Let’s face it, applying for a mortgage can be complicated and confusing – even when you’re applying jointly with a partner, friend, or family. This speaks volumes as to how challenging it can be when applying solo.
The issue mainly arises because your application is dependent on one income rather than two. The loan income you’re after just might not be covered with your salary.
But, you know what they say – nothing is impossible. And while this is a hiccup, there are always ways to beat the odds. Play your cards right, and not only will you be successful at scoring a mortgage, but you might also get an excellent interest rate.
Alright, let’s jump right into the tips.
1. Maintain a Good Credit Score
Having good credit is a life essential, but it becomes all the more important when you’re applying for a loan. For a conventional home loan, applicants generally need a credit score of 620. However, since you’re applying solo, lenders will want to see just how good you can do. Aim for a score in the 700s or above.
If you can pull off mid-700s or higher, you’ll get the best rates out there. Remember that the higher your credit score, the lower your interest rate, meaning you’ll have an easier time paying your monthly installment. If your credit needs some work, check your credit reports for errors, get rid of whatever debt you might have, and pay your bills on time.
2. Clear Your Debts
Are you aware of your debt-to-income ratio? When applying for a loan, lenders will measure your existing debt against your income. The ideal situation for this is having no debt at all before applying.
If that’s not possible, aim to keep it as low as possible. When approving a loan, lenders just need the confidence that you can pay it back, and existing debts are just going to shatter that confidence.
3. Calculate How Much You Can Afford
It’s normal to get carried away when getting your own property but, you can’t let excitement get the best of you. Before applying for a loan, pull out a mortgage calculator to see how much you can afford on your salary.

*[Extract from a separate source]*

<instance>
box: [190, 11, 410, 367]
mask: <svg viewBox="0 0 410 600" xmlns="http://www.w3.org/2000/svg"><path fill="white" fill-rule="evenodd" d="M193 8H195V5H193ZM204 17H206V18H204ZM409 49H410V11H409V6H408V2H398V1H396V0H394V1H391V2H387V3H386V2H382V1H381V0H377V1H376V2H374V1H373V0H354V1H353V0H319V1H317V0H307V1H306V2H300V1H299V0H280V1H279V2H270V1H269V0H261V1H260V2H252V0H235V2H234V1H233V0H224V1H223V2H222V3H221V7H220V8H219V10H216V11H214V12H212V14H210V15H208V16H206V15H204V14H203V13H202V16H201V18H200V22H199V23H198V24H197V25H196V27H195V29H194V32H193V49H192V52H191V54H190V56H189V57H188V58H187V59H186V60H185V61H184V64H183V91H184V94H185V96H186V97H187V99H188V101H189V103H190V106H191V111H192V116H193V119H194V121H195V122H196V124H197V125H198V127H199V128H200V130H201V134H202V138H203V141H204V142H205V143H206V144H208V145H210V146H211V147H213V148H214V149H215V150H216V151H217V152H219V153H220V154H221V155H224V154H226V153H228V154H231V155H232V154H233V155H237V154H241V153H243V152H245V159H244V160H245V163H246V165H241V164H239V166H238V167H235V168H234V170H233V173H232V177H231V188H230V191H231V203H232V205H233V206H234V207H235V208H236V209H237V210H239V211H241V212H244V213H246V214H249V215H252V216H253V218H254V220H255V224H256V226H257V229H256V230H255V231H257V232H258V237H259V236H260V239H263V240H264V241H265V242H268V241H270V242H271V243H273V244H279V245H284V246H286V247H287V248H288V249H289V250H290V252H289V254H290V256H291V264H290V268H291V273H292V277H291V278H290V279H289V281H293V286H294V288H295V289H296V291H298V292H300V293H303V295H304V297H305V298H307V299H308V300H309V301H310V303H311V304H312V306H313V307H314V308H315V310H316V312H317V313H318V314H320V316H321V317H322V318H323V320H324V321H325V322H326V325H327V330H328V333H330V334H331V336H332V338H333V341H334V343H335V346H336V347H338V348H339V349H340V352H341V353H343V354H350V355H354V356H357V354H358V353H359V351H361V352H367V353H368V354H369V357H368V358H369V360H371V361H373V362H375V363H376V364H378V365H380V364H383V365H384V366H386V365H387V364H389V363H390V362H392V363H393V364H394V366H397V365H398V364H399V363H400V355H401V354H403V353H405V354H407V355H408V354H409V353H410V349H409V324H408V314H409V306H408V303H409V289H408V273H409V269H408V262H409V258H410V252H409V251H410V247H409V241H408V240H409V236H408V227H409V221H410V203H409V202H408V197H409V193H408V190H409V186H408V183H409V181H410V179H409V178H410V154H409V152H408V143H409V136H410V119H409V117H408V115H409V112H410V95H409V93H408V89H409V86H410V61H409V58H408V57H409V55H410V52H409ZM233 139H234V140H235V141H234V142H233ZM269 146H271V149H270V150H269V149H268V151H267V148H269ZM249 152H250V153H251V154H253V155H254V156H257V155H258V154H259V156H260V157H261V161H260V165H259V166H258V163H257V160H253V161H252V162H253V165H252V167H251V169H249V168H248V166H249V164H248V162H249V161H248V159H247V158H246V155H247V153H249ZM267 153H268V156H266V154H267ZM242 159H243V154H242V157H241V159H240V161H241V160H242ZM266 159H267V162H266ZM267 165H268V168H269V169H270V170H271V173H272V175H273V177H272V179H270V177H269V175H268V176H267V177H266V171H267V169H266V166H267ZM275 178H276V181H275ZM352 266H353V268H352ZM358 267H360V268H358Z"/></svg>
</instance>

Moreover, the general rule for such situations is to keep your mortgage payments at or below 30% of your after-tax salary. Of course, adjustments in the formula are understandable, depending on your living expenses.
Wrapping It Up
It’s absolutely true that people applying for a mortgage jointly have an added advantage. But, just because something’s unconventional doesn’t mean you shouldn’t try your hand at it. Use these tips to land that mortgage loan and inspire others around you to do the same!